スクリューキャップ。少し緑がかった明るいレモンイエロー。液面に泡の様な気泡が漂う。
香りは洋梨、熟し始めた黄色いバナナ、珍しく少し鉱物的なニュアンスも有る。
口当たりは透明感のあるスッキリした果実味で、肉付きは程好く
酸は前には出ないもののジルヴァーナーにしては量感も存在感も充分。舌と口蓋の間のカテキンっぽい摩擦感。
ミネラル味は酸と果実味に隠れて吟味し辛いが、淡白で少し口内が乾くような質感。

よくある頭でっかちなバランス(果実味過多)ではなく、見事に洗練されていてスタイリッシュ。
所謂「地酒」ではなく都会的な趣のジルヴァーナー。口の中全体に仄かに残る「青い余韻」が何とも絶妙。
2杯目に入る。リースリングの尖った味わいと違って、丸い味わいもたまには悪くない。
リースリングのように、ともすれば料理を押し退けるような差し出がましい自己主張ではなく
料理や食材を丸く包んでしまう懐の深さとでも言おうか。ジルヴァーナーには若い時期からこれが備わっている。
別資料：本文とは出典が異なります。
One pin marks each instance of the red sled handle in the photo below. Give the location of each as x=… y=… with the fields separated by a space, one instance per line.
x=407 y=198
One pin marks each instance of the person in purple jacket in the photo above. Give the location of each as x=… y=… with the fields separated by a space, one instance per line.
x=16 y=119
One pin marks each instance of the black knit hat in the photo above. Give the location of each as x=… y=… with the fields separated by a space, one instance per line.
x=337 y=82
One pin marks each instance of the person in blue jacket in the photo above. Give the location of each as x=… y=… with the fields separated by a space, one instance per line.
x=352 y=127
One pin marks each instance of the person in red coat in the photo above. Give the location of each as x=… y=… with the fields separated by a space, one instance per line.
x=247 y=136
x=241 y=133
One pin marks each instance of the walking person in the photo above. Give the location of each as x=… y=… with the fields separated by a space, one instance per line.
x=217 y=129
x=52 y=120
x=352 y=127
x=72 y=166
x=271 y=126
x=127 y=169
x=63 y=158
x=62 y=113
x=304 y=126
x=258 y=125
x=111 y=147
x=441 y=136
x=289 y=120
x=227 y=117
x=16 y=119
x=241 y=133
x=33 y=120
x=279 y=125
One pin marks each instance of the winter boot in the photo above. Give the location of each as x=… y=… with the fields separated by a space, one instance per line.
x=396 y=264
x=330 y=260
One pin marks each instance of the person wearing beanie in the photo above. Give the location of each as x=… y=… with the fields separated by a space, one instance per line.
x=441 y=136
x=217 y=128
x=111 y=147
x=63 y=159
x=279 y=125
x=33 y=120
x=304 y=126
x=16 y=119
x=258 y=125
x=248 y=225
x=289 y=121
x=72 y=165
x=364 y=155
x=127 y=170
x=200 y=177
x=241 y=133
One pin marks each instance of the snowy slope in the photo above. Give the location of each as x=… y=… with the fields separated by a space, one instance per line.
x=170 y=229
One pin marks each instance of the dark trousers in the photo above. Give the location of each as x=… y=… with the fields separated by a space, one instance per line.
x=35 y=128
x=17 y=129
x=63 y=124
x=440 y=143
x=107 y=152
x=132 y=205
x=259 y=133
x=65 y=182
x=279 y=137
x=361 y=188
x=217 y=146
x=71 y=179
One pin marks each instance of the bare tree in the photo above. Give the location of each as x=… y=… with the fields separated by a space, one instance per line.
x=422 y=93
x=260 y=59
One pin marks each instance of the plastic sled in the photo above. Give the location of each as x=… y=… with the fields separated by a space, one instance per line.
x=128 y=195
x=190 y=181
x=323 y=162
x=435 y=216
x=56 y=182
翌々日。モーゼルのリースリングと比べて飲むとその辛口仕立てのドライさと、良い意味での青っぽさが際立つ。
3日後になっても決して頭でっかちなバランスに陥る事なく、スッキリ端麗でフルーティーな味わい。
ザウアーの2014年産ジルヴァーナーは一点の曇りもない澄み切った香味で、とても出来が良いと思う。85/100
(過去のヴィンテージ、但しフュルステンベルク・カビネット→2013年産2012年産2011年産2010年産

2014 Escherndorfer Silvaner Qualitaetswein trocken
Weingut Horst Sauer (Escherndorf/Franken)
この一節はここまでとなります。